The Black Liberation struggle is waged by the masses. A prime example is the heroism of Ruby Bridges. Born in 1954 in Mississippi, her family relocated to New Orleans, Louisiana, when she was four years old. When she was six, her family responded to a request from the New Orleans NAACP to desegregate William J. Frantz Elementary School. Passing the entrance exam with flying colors, her mother was proud of the fact that her daughter was taking measures to advance the struggle for legal equality for all African American children.
Upon arriving at the school on November 14, 1960, escorted by U.S. Marshals, Bridges recalled confusing the hostile and virulently racist mob that greeted her with a Mardi Gras crowd. Yet, she never cried or wavered in her determination to receive her education. The teachers at the school went to strike and refused to teach Bridges except for one, a white teacher from Boston named Barbara Henry.
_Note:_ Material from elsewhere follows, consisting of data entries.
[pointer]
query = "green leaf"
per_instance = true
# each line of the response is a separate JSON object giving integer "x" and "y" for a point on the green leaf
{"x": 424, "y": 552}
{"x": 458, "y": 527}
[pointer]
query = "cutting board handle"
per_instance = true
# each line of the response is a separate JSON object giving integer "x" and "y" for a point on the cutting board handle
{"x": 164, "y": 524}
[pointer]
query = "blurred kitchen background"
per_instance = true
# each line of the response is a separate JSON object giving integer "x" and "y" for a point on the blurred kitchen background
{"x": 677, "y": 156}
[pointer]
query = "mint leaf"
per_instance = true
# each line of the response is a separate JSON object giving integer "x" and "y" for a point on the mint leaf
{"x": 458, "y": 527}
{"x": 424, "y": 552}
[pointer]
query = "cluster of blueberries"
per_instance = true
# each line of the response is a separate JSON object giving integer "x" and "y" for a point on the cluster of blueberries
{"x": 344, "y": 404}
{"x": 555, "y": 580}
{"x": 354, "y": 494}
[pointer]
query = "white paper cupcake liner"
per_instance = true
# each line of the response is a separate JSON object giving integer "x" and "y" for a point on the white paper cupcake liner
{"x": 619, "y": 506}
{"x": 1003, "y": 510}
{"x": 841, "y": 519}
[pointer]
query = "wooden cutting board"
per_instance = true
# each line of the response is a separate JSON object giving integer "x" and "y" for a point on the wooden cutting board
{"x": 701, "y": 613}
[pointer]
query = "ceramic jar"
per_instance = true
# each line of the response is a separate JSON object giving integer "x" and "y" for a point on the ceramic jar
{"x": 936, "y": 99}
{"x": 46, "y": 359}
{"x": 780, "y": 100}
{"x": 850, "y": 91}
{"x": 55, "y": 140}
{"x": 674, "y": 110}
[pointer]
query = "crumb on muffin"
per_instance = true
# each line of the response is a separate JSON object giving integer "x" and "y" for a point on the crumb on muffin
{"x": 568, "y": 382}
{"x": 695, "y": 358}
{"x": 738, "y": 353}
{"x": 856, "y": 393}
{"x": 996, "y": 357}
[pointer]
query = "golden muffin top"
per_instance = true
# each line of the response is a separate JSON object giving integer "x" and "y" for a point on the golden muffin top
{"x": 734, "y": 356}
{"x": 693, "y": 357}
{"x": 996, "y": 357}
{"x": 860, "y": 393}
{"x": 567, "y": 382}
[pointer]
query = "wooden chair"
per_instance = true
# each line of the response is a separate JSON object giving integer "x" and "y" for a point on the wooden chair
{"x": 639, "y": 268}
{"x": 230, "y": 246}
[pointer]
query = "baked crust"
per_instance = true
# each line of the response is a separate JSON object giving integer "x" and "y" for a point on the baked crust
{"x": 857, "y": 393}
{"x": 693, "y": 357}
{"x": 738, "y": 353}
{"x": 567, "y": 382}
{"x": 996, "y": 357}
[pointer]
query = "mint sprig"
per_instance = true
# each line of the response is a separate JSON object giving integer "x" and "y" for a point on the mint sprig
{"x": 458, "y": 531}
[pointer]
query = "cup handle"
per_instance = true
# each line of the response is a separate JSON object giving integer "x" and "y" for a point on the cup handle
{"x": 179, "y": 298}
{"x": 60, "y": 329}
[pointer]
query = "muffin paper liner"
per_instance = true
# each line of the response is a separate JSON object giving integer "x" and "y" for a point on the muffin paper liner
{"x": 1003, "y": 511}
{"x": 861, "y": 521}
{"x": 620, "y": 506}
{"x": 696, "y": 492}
White students and parents went on strike as well, refusing to attend classes for several weeks. Her family also faced various ramifications of the integration, as her sharecropper grandparents in Mississippi were evicted, her parents were refused service at the local grocery store, and her father lost his job. Nevertheless, they persevered.
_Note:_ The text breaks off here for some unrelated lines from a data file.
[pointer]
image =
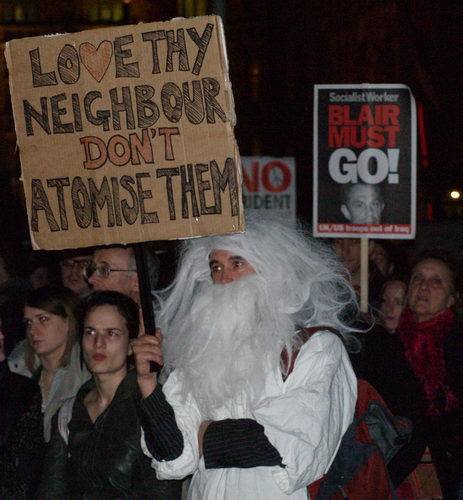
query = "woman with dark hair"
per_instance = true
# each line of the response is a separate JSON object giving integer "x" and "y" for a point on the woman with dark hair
{"x": 433, "y": 345}
{"x": 52, "y": 358}
{"x": 95, "y": 451}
Bridges successfully graduated from high school and traveled around the country, educating on the dangers and pains caused by racism. In 1999, she founded the Ruby Bridges Foundation to promote “tolerance, respect, and appreciation of all differences.” She believes it is abominable that adults use children as instruments to foment and spread racism.
She was awarded the Presidential Citizens Medal by President Bill Clinton. In 2014, a statue of her likeness was created for the courtyard of William Frantz Elementary School.